[Mailman-Developers] Interesting study -- spam onpostedaddresses...
Stephen J. Turnbull
21 Feb 2002 13:23:48 +0900
>>>>> "Chuq" == Chuq Von Rospach <email@example.com> writes:
Chuq> On 2/20/02 1:37 PM, "Damien Morton"
Chuq> <firstname.lastname@example.org> wrote:
>> As far as I can see thay are using url/cgi encoding in the
>> email address. This is trivial to circumvent, as is using html
>> entities, or any other reversible scheme.

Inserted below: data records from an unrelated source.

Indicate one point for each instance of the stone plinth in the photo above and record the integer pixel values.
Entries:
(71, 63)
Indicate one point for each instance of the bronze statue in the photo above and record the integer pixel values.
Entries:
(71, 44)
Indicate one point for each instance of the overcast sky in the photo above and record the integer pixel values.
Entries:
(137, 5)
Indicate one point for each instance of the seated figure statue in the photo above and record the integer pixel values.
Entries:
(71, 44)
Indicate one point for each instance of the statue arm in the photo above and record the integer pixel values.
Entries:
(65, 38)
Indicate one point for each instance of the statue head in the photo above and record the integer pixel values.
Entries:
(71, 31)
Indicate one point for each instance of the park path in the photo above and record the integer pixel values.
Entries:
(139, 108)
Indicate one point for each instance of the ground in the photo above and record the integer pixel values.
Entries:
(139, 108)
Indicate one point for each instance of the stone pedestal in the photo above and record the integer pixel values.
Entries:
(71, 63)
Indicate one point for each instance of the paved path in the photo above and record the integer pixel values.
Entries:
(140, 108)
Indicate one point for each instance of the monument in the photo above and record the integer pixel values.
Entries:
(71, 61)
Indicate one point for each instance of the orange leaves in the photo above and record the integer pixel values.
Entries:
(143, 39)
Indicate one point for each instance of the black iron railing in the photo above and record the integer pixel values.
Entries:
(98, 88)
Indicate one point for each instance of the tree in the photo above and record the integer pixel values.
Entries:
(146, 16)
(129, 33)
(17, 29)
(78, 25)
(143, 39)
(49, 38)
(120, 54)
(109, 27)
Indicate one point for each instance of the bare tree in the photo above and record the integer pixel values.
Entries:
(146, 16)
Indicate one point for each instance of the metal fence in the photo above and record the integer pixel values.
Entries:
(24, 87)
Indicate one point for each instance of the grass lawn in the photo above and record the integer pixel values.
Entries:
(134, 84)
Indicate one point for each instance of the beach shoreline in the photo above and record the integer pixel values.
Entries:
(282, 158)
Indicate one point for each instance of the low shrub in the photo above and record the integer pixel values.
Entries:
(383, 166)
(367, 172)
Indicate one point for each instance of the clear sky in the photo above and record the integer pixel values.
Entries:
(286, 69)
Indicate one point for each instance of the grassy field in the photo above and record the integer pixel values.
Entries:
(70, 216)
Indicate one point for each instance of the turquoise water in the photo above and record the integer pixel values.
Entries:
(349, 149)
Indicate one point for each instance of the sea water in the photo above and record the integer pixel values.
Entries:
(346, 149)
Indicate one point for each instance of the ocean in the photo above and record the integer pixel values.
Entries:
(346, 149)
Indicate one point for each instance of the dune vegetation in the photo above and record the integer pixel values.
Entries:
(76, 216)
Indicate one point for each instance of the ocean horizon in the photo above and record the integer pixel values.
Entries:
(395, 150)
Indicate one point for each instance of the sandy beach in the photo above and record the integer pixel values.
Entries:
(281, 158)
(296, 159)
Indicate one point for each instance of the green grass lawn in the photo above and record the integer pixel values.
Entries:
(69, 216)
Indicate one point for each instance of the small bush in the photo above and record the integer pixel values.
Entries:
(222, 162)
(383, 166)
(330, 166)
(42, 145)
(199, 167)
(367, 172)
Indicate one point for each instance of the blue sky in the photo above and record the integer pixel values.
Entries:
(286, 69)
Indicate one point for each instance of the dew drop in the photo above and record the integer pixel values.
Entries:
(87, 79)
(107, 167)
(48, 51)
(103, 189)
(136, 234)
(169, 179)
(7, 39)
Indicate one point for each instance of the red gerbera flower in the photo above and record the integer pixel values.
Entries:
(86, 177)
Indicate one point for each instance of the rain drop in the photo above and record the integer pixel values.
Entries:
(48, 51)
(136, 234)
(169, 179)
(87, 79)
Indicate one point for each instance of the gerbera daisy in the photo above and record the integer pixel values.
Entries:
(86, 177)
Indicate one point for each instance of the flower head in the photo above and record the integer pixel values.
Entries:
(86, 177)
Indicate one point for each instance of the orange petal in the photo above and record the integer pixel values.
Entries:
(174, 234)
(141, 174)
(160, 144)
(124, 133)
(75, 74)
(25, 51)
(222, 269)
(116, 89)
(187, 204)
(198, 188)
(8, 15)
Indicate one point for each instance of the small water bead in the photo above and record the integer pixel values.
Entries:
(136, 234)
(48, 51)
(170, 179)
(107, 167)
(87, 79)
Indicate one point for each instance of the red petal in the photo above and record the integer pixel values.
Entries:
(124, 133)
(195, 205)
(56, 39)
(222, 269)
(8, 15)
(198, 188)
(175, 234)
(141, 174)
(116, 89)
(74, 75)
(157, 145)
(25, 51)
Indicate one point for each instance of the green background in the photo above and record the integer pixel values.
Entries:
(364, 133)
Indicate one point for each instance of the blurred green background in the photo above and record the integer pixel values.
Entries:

Chuq> With a constantly varying algorithm. So they obfuscate, but
Chuq> they never obfuscate in a predictable way. Which means if
Chuq> you're a spambot, you have to look at every byte of every
Chuq> page and attempt to de-obfuscate it in every possible way to
Chuq> see if it's obfuscated. You CAN do it, but you make it
Chuq> computationally massively expensive.
Er, last I heard "massively expensive" ~ "exponential". This is
O(n*m) where _n_ is the number of bytes and _m_ is the number of
obfuscations, and _m_ is bounded by user patience.
Nor do the spammers need to deobfuscate all the obfuscations. They
only need enough that they're getting a reasonable harvest rate. But
the people who post to /. etc tend to be repeat offenders, and the
obfuscation is random. So we lose as soon as the amount of address
content obfuscated in this way becomes noticable.
And maybe before that, as many spammers seem to take address-hiding as
a personal offense, in the same way that crackers view passwords.
Institute of Policy and Planning Sciences http://turnbull.sk.tsukuba.ac.jp
University of Tsukuba Tennodai 1-1-1 Tsukuba 305-8573 JAPAN
Don't ask how you can "do" free software business;
ask what your business can "do for" free software.